Introduction

Generative AI allows people to produce piles upon piles of images and words very quickly. It would be nice if there were some way to reliably distinguish AI-generated content from human-generated content. It would help people avoid endlessly arguing with bots online, or believing what a fake image purports to show.

Solutions

One common proposal is that big companies should incorporate watermarks into the outputs of their AIs. For instance, this could involve taking an image and subtly changing many pixels in a way that’s undetectable to the eye but detectable to a computer program. Or it could involve swapping words for synonyms in a predictable way so that the meaning is unchanged, but a program could readily determine the text was generated by an AI.

Unfortunately, watermarking schemes are unlikely to work. So far most have proven easy to remove, and it’s likely that future schemes will have similar problems.

A useful watermark for AI images would need two properties:

It would need to continue to be detectable after an image is cropped, rotated, or edited in various ways (robustness).
It couldn’t be conspicuous like the watermark on stock image samples, because the resulting images wouldn’t be of much use to anybody.

One simple technique is to manipulate the least perceptible bits of an image.

There are more sophisticated watermarking proposals that are robust to a wider variety of common edits. However, proposals for AI watermarking must pass a tougher challenge. They must be robust against someone who knows about the watermark and wants to eliminate it.
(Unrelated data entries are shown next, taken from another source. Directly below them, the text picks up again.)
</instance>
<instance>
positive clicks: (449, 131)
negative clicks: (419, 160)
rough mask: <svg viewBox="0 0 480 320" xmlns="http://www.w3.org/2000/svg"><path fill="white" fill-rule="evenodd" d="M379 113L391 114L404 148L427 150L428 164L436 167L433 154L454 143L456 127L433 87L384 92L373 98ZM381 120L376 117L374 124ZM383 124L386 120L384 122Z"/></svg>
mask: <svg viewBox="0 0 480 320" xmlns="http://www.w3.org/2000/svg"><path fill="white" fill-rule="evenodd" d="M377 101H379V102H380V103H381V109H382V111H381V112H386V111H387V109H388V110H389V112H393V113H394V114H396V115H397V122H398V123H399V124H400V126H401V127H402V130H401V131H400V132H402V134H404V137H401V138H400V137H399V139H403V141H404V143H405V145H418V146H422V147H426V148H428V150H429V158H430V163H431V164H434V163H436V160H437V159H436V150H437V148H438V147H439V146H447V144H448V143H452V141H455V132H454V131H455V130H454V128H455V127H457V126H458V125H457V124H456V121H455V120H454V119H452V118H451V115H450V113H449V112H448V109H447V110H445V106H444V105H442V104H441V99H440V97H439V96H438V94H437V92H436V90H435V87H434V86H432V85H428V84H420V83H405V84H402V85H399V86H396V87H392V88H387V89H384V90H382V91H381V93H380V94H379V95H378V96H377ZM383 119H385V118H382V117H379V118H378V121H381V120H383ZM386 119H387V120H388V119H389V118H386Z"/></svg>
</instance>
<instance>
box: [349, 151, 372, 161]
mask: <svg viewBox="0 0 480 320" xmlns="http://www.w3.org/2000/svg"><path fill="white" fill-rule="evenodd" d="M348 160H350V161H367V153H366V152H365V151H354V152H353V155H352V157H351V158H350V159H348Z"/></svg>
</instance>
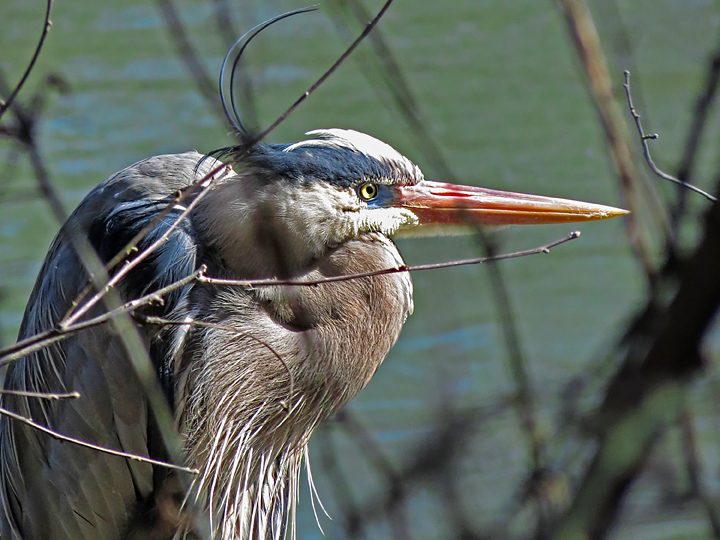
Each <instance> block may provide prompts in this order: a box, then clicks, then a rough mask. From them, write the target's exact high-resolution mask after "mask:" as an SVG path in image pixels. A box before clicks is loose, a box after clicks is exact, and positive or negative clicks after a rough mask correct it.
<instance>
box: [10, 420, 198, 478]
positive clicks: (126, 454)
mask: <svg viewBox="0 0 720 540" xmlns="http://www.w3.org/2000/svg"><path fill="white" fill-rule="evenodd" d="M0 414H2V415H5V416H8V417H10V418H12V419H13V420H17V421H18V422H22V423H23V424H26V425H28V426H30V427H32V428H33V429H37V430H38V431H42V432H43V433H46V434H48V435H50V436H51V437H53V438H55V439H57V440H59V441H65V442H69V443H71V444H75V445H77V446H82V447H83V448H88V449H90V450H95V451H97V452H102V453H103V454H110V455H111V456H118V457H123V458H127V459H132V460H133V461H140V462H142V463H150V464H151V465H158V466H160V467H165V468H167V469H174V470H176V471H182V472H186V473H190V474H199V472H200V471H198V470H197V469H191V468H190V467H183V466H182V465H175V464H174V463H168V462H166V461H159V460H157V459H152V458H149V457H146V456H140V455H138V454H131V453H129V452H123V451H121V450H115V449H113V448H107V447H106V446H100V445H98V444H93V443H89V442H86V441H82V440H80V439H76V438H74V437H68V436H67V435H63V434H62V433H58V432H57V431H54V430H52V429H50V428H49V427H46V426H43V425H42V424H38V423H37V422H35V421H33V420H32V419H30V418H25V417H24V416H21V415H19V414H17V413H14V412H12V411H9V410H8V409H5V408H4V407H0Z"/></svg>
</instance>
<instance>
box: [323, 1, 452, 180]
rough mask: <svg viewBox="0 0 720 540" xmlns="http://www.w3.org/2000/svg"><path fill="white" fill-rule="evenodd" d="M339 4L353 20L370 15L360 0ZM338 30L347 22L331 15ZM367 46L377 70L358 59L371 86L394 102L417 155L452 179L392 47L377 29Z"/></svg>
mask: <svg viewBox="0 0 720 540" xmlns="http://www.w3.org/2000/svg"><path fill="white" fill-rule="evenodd" d="M336 1H337V3H339V4H341V5H346V6H347V7H348V9H349V11H350V12H352V14H353V16H354V18H355V20H356V21H357V22H358V23H360V24H362V23H363V22H364V21H367V20H368V19H369V18H370V14H369V13H368V11H367V9H366V8H365V6H364V5H363V3H362V1H361V0H336ZM334 20H335V23H336V24H335V25H336V27H337V29H338V32H339V33H340V34H342V35H343V37H344V36H346V35H347V34H348V33H349V29H348V27H347V25H343V23H342V21H341V20H340V17H334ZM368 42H369V44H370V46H372V48H373V49H374V53H375V54H374V57H373V62H375V63H376V64H377V65H378V66H379V68H378V70H379V72H380V73H379V75H380V76H379V77H378V73H377V72H376V71H377V70H373V69H372V66H371V65H370V64H369V63H367V62H362V61H360V62H359V64H360V68H361V70H362V72H363V74H364V75H365V78H366V79H367V80H368V82H369V83H370V85H371V86H372V88H373V90H375V91H376V92H377V93H378V95H379V96H380V98H381V99H383V98H384V99H385V100H387V97H386V96H385V95H384V94H383V90H385V91H386V92H388V93H389V94H390V100H391V101H392V103H394V105H395V107H396V109H397V111H398V112H399V114H400V116H401V117H402V118H403V119H404V120H405V122H406V123H407V125H408V128H409V129H408V133H409V134H410V135H411V136H412V137H413V138H414V139H415V142H416V145H417V147H418V149H419V150H420V153H421V154H420V155H422V156H423V159H424V160H425V161H427V162H428V163H429V164H430V167H431V168H432V169H433V170H434V171H435V174H438V175H440V177H441V178H443V179H444V180H445V181H447V182H455V174H454V173H453V172H452V170H451V168H450V166H449V165H448V163H447V160H446V159H445V158H444V156H443V154H442V151H441V149H440V147H439V146H438V144H437V142H436V141H435V139H434V138H433V136H432V135H431V133H430V130H429V129H428V127H427V122H426V121H425V120H424V119H423V117H422V113H421V109H420V106H419V104H418V101H417V99H416V98H415V96H414V95H413V92H412V90H411V89H410V85H409V84H408V83H407V81H406V79H405V77H404V75H403V72H402V69H401V68H400V64H399V63H398V61H397V60H396V59H395V57H394V55H393V52H392V49H391V48H390V45H389V44H388V42H387V40H386V39H385V37H384V36H383V34H382V32H381V31H380V29H377V28H376V29H375V31H374V32H373V33H372V35H370V36H369V37H368Z"/></svg>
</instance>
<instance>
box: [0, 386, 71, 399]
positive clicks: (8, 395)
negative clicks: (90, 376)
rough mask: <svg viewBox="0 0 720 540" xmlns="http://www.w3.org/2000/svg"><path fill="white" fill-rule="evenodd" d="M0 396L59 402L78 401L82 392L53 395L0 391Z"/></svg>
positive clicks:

Coming at the problem from the opposite direction, some companies are working on ways to prove that an image came from a camera (“content authenticity”). Rather than marking AI generated images, they add metadata to camera-generated images, and use cryptographic signatures to prove the metadata is genuine.

Text-based Watermarks

The watermarking problem is even harder for text-based generative AI. Similar techniques can be devised. For instance, an AI could boost the probability of certain words, giving itself a subtle textual style that would go unnoticed most of the time, but could be recognized by a program with access to the list of words.

Any watermark based on word choice is likely to be defeated by some amount of rewording. That rewording could even be performed by an alternate AI, perhaps one that is less sophisticated than the one that generated the original text, but not subject to a watermarking requirement.

There’s also a problem of whether the tools to detect watermarked text are publicly available or are secret. Making detection tools publicly available gives an advantage to those who want to remove watermarking, because they can repeatedly edit their text or image until the detection tool gives an all clear.

Lastly, if AI watermarking is to prevent disinformation campaigns sponsored by states, it’s important to keep in mind that those states can readily develop modern generative AI, and probably will in the near future.